1. Kill the engines and instance manager repeatedly
Given 1 RWO and 1 RWX volume is attached to a pod.
And Both the volumes have 2 replicas.
And Random data is continuously being written to the volume using command dd if=/dev/urandom of=file1 count=100 bs=1M conv=fsync status=progress oflag=direct,sync
When One replica rebuilding is triggered by crashing the IM AND Immediately IM associated with another replica is crashed AND After crashing IMs, detaching of Volume is tried either by pod deletion or using Longhorn UI
Then Volume should not stuck in attaching-detaching loop
When Volume is detached and manually attached again. And Engine running on the node where is volume is attached in killed
Then Volume should recover once the engine is back online.
2. Illegal values in Volume/Snap.meta
Given 1 RWO and 1 RWX volume is attached to a pod. And Both the volumes have 2 replicas.
When Some random values are set in the Volume/snap meta file And If replica rebuilding is triggered and the IM associated with another replica is also crashed
Then Volume should not stuck in attaching-detaching loop
3. Deletion of Volume/Snap.meta
Given 1 RWO and 1 RWX volume is attached to a pod. And Both the volumes have 2 replicas.
When The Volume & snap meta files are deleted one by one.
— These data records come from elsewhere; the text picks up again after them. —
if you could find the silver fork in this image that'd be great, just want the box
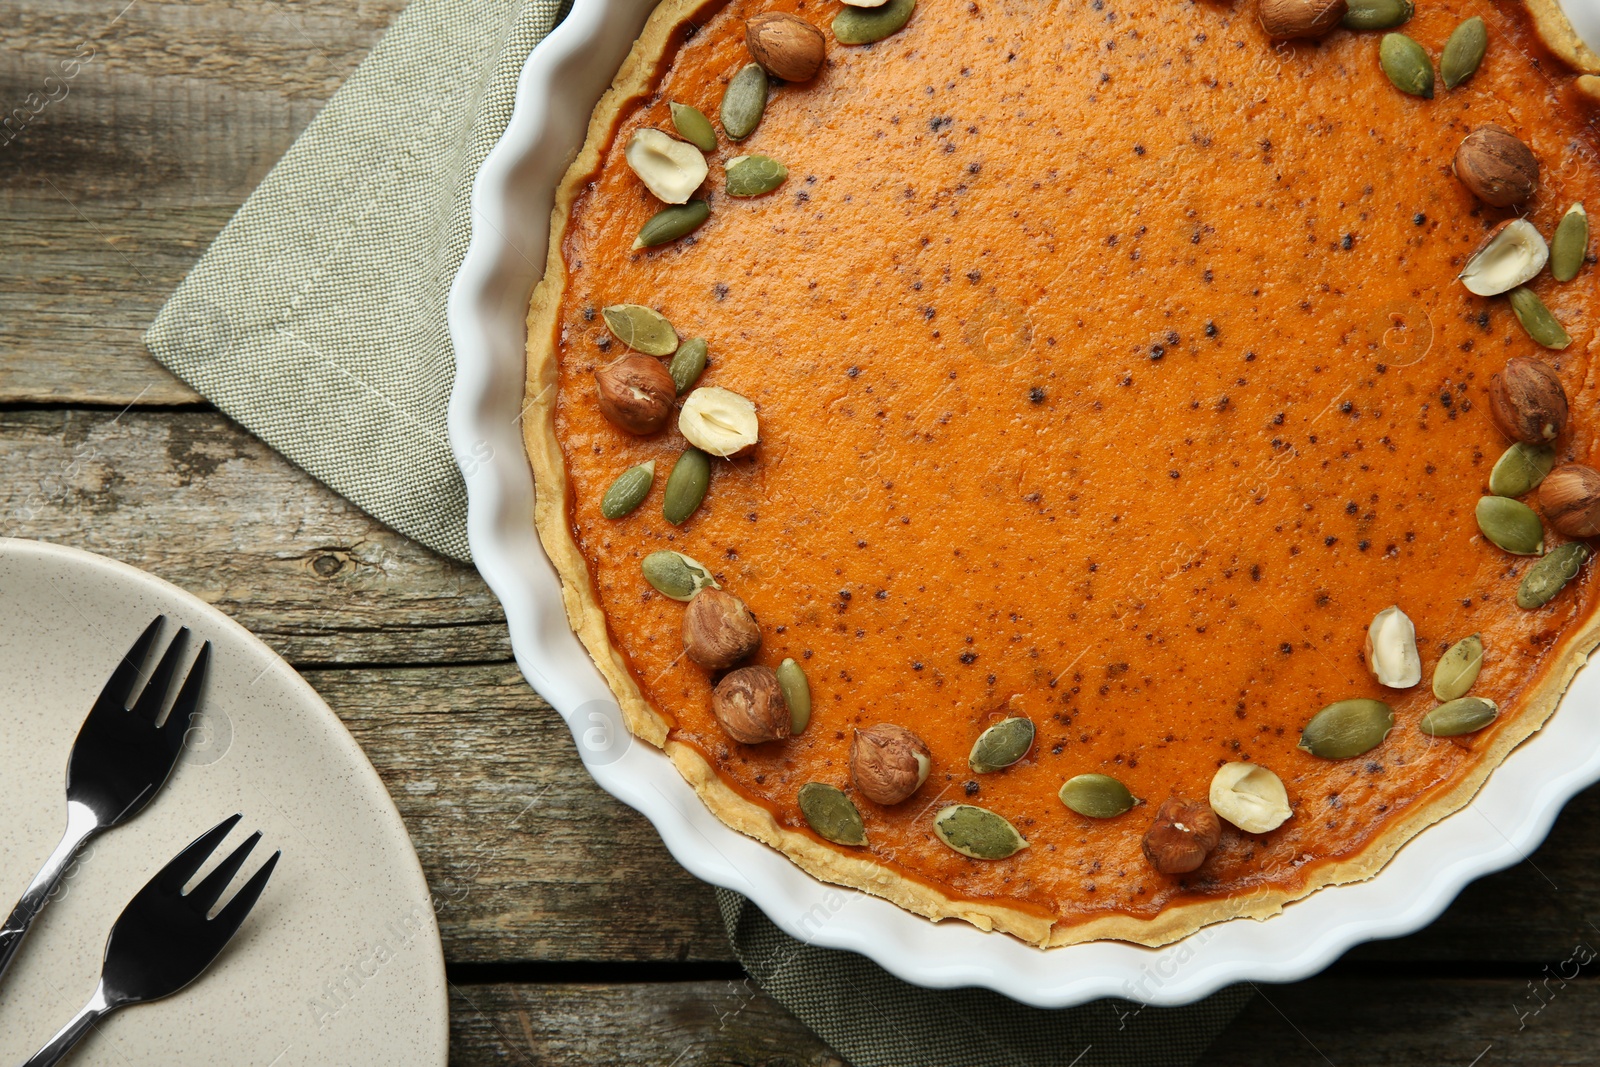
[19,813,279,1067]
[0,616,210,990]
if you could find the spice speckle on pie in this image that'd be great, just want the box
[524,0,1600,946]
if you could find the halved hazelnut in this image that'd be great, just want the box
[1258,0,1346,38]
[595,355,676,435]
[678,387,759,458]
[1141,797,1221,875]
[1364,605,1421,689]
[850,724,931,805]
[1540,464,1600,538]
[745,13,826,82]
[712,665,789,744]
[683,587,761,669]
[1488,357,1568,445]
[625,128,709,205]
[1209,763,1292,834]
[1454,125,1539,208]
[1459,219,1550,297]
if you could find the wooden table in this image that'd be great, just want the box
[5,3,1599,1062]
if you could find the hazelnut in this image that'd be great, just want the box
[1540,464,1600,538]
[1257,0,1346,38]
[678,386,760,457]
[712,665,790,744]
[1488,357,1568,445]
[745,13,826,82]
[1141,797,1222,875]
[1454,125,1539,208]
[850,724,931,805]
[682,587,761,669]
[595,355,675,435]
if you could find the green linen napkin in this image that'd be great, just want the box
[143,1,1252,1061]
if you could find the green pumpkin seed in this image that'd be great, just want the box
[1551,203,1588,283]
[1299,699,1394,759]
[602,304,679,356]
[725,154,788,197]
[1440,16,1487,89]
[1419,696,1499,737]
[798,782,866,846]
[833,0,916,45]
[1508,286,1572,350]
[1341,0,1412,31]
[633,200,710,249]
[669,337,708,395]
[669,101,717,152]
[1058,774,1138,818]
[640,549,719,601]
[1518,541,1589,609]
[600,460,655,519]
[932,804,1028,859]
[662,447,711,525]
[969,717,1034,773]
[1476,496,1544,556]
[1488,442,1556,498]
[777,658,812,734]
[1380,33,1435,99]
[1432,634,1484,701]
[720,63,768,142]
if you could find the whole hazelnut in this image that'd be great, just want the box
[595,354,675,435]
[682,587,761,669]
[1540,464,1600,538]
[1454,125,1539,208]
[712,665,789,744]
[1488,357,1568,445]
[746,13,826,82]
[1141,797,1222,875]
[850,724,931,805]
[1257,0,1346,39]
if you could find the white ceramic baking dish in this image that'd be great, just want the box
[446,0,1600,1007]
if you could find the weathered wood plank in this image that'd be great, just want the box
[448,981,843,1067]
[310,663,731,964]
[0,409,509,663]
[0,0,409,405]
[445,976,1600,1067]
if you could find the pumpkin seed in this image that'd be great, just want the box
[725,154,788,197]
[600,460,655,519]
[1341,0,1412,31]
[777,658,811,734]
[1432,634,1484,701]
[602,304,679,356]
[833,0,916,44]
[1440,16,1487,89]
[969,717,1034,773]
[633,200,710,249]
[669,338,708,395]
[719,63,768,142]
[1475,496,1544,556]
[798,783,866,846]
[1551,203,1588,283]
[1488,442,1556,498]
[932,804,1028,859]
[1419,696,1499,737]
[1058,774,1137,818]
[669,101,717,152]
[1298,699,1394,759]
[662,447,711,525]
[1380,33,1435,99]
[1518,541,1589,609]
[1508,286,1572,350]
[640,549,720,601]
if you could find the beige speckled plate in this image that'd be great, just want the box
[0,539,447,1065]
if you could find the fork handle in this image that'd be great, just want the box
[19,983,117,1067]
[0,803,99,991]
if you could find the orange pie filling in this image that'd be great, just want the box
[528,0,1600,943]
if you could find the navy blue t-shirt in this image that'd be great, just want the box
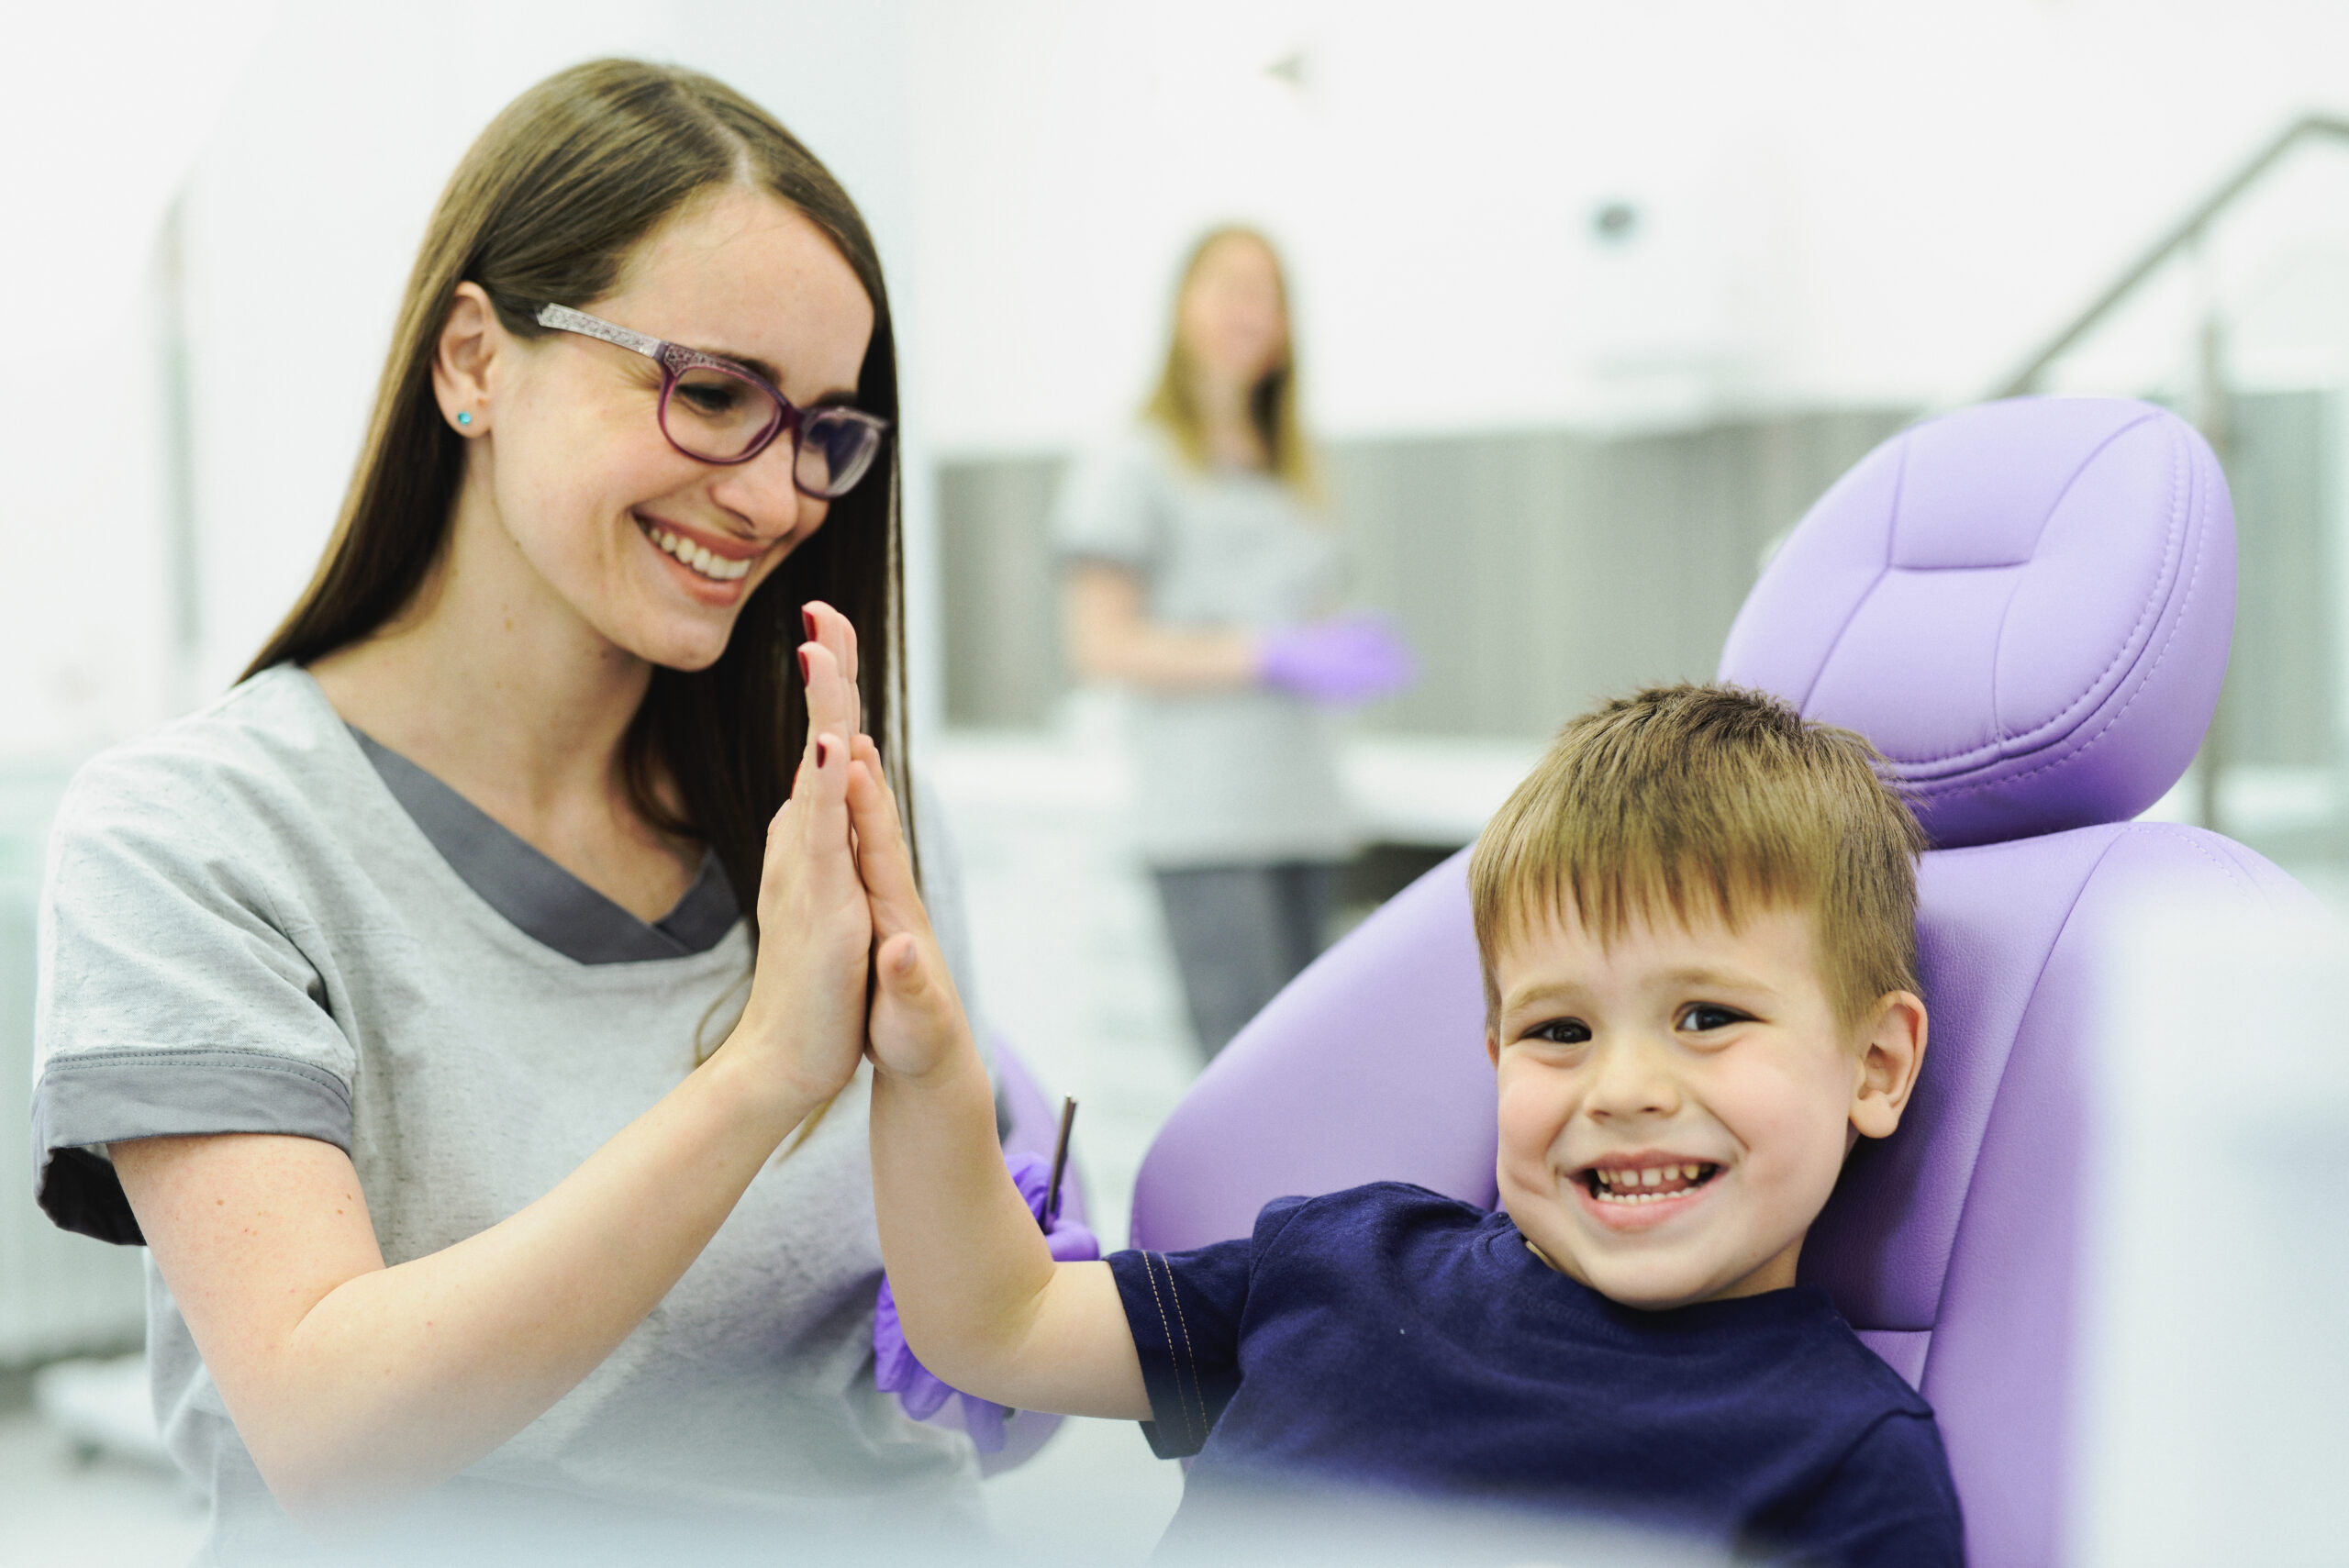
[1107,1183,1963,1565]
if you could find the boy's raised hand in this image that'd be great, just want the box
[852,727,1151,1426]
[843,735,973,1083]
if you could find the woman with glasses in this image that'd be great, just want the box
[29,60,980,1556]
[1057,228,1413,1061]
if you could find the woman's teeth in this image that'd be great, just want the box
[645,524,751,582]
[1590,1163,1714,1203]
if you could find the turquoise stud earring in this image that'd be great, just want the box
[456,410,473,427]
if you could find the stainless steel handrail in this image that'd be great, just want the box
[1991,114,2349,399]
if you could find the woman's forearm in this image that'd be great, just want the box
[117,1051,815,1529]
[1063,564,1258,691]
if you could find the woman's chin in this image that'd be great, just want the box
[615,616,734,674]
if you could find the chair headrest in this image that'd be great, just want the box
[1718,398,2234,849]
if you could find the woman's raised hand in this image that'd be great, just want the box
[721,602,874,1118]
[845,735,974,1084]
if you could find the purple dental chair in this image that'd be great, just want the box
[1128,398,2319,1566]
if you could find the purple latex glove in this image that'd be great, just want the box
[874,1150,1099,1452]
[1256,613,1417,706]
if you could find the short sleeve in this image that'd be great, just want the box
[1750,1409,1966,1568]
[1105,1194,1312,1459]
[1051,437,1167,573]
[31,763,358,1245]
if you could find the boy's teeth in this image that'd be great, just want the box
[1592,1162,1713,1202]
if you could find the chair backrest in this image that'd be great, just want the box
[1129,398,2319,1567]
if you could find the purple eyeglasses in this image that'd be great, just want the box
[534,303,888,499]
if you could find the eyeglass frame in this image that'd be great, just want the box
[531,302,890,497]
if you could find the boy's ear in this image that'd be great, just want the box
[1849,990,1928,1140]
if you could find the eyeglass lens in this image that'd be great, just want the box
[662,365,784,464]
[796,410,884,498]
[659,365,883,499]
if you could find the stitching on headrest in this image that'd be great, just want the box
[1799,437,1910,714]
[1887,420,2188,772]
[1974,420,2106,760]
[1909,436,2214,808]
[1921,826,2122,1335]
[2164,821,2258,896]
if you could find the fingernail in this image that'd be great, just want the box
[816,737,831,767]
[802,607,818,640]
[797,649,810,684]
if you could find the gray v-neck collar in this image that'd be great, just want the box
[350,726,740,964]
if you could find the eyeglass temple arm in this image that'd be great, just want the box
[535,303,666,363]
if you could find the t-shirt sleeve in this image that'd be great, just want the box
[1105,1194,1311,1459]
[1751,1408,1966,1568]
[30,762,358,1245]
[1051,439,1164,573]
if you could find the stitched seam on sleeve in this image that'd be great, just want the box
[1156,1252,1212,1449]
[39,1049,351,1102]
[1137,1254,1189,1446]
[1144,1252,1210,1450]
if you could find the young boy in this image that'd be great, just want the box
[835,684,1964,1563]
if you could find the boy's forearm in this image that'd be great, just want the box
[868,1043,1150,1419]
[869,1044,1060,1385]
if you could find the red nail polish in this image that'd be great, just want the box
[802,607,818,640]
[816,737,830,767]
[797,649,810,684]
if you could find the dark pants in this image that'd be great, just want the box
[1151,862,1337,1061]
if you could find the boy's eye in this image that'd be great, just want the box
[1524,1018,1591,1046]
[1677,1004,1747,1034]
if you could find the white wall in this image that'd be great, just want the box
[11,0,2349,762]
[0,1,934,761]
[903,0,2349,449]
[0,2,277,762]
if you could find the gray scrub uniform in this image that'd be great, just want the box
[30,665,983,1562]
[1053,428,1355,1056]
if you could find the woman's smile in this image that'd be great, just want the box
[634,511,769,605]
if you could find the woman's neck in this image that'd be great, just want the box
[307,476,680,900]
[1189,369,1268,471]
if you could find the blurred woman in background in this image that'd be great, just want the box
[1056,228,1412,1060]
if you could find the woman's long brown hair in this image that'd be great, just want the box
[1141,225,1320,500]
[244,59,912,938]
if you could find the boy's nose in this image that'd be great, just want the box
[1583,1039,1680,1120]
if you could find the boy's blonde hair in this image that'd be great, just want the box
[1469,684,1926,1029]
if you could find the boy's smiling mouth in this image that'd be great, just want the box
[1569,1154,1722,1227]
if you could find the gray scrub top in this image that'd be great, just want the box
[1053,428,1354,868]
[29,665,983,1562]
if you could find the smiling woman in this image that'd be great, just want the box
[25,59,987,1561]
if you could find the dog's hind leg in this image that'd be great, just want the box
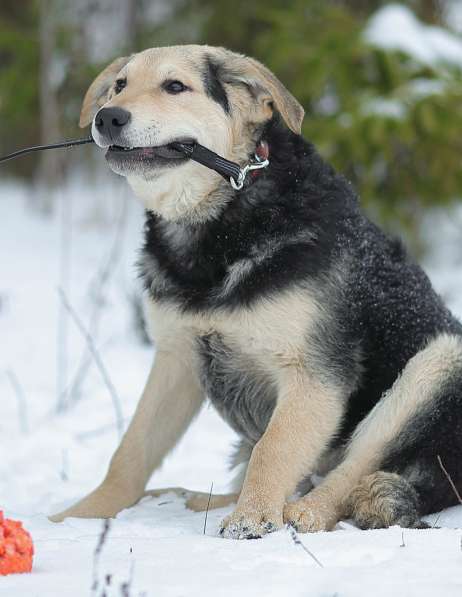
[345,471,428,529]
[143,439,251,512]
[50,342,203,522]
[284,334,462,532]
[144,488,239,512]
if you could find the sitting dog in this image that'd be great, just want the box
[50,45,462,538]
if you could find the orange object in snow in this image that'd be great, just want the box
[0,511,34,575]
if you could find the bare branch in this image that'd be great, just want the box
[91,519,111,595]
[57,287,124,438]
[60,449,69,482]
[286,524,324,568]
[120,560,135,597]
[437,455,462,505]
[66,195,128,407]
[203,482,214,535]
[5,369,29,434]
[56,185,72,412]
[432,512,442,529]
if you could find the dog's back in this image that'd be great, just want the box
[338,213,462,438]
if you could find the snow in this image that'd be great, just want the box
[361,97,406,119]
[360,6,462,121]
[365,3,462,69]
[1,180,462,597]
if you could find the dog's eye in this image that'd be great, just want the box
[114,78,127,94]
[163,80,189,94]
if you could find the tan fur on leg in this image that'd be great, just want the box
[144,487,238,512]
[284,487,339,532]
[50,342,203,522]
[220,366,342,539]
[284,334,462,532]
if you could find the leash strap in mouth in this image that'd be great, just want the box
[170,141,269,190]
[0,136,94,165]
[0,136,269,191]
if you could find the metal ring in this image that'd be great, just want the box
[229,157,269,191]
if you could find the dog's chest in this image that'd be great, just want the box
[142,216,322,440]
[197,331,277,443]
[147,285,319,364]
[140,208,323,314]
[145,289,320,442]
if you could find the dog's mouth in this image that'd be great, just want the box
[106,138,195,163]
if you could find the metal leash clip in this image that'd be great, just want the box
[230,153,270,191]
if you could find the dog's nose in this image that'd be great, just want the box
[95,107,131,140]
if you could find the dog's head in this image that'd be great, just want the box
[80,45,304,220]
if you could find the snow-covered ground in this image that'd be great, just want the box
[1,178,462,597]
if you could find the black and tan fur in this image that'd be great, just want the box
[50,45,462,538]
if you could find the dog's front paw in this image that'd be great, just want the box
[283,492,339,533]
[219,507,282,540]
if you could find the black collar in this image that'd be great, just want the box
[170,140,270,190]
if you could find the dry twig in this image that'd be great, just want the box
[437,455,462,504]
[5,369,29,434]
[66,195,128,407]
[120,560,135,597]
[58,287,124,438]
[91,519,111,595]
[400,530,406,548]
[286,524,324,568]
[56,185,72,412]
[203,482,214,535]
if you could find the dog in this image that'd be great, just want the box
[50,45,462,538]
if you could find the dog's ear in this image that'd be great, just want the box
[222,53,304,134]
[79,56,132,128]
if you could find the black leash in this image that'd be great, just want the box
[0,136,269,189]
[170,142,242,185]
[0,136,94,165]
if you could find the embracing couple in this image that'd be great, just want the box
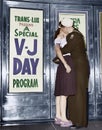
[53,18,90,129]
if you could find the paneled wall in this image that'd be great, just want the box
[0,0,102,125]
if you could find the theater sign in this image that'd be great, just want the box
[9,8,43,92]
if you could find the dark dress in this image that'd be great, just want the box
[54,55,76,96]
[60,29,90,127]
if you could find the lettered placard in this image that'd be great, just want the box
[9,8,43,92]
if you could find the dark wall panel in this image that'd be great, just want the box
[0,0,2,123]
[94,6,102,119]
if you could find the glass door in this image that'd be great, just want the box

And If replica rebuilding is triggered and the IM associated with another replica is also crashed
Then Volume should not stuck in attaching-detaching loop
4. Failed replica tries to rebuild from other just crashed replica - https://github.com/longhorn/longhorn/issues/4212
Given 1 RWO and 1 RWX volume is attached to a pod.
And Both the volumes have 2 replicas.
And Random data is continuously being written to the volume using command dd if=/dev/urandom of=file1 count=100 bs=1M conv=fsync status=progress oflag=direct,sync
When One replica rebuilding is triggered by crashing the IM AND Immediately IM associated with another replica is crashed
Then Volume should not stuck in attaching-detaching loop.
5. Volume attachment Modification/deletion
Given A deployment and statefulSet are created with same name and attached to Longhorn Volume. AND Some data is written and their md5sum is computed
When The statefulSet and Deployment are deleted without deleting the volumes And Same named new statefulSet and Deployment are created with new PVCs. And Before above deployed workload could attach to volumes, attached node is rebooted
Then After node reboot completion, volumes should reflect right status. And the newly created deployment and statefulSet should get attached to the volumes.
When The volume attachments of above workloads are deleted. And above workloads are deleted and recreated immediately.
Then No multi attach or other errors should be observed.
6. Use monitoring/word press/db workloads
Given Monitoring and word press and any other db related workload are deployed in the system
And All the volumes have 2 replicas.
And Random data is continuously being written to the volume using command dd if=/dev/urandom of=file1 count=100 bs=1M conv=fsync status=progress oflag=direct,sync
When One replica rebuilding is triggered by crashing the IM AND Immediately IM associated with another replica is crashed
Then Volume should not stuck in attaching-detaching loop.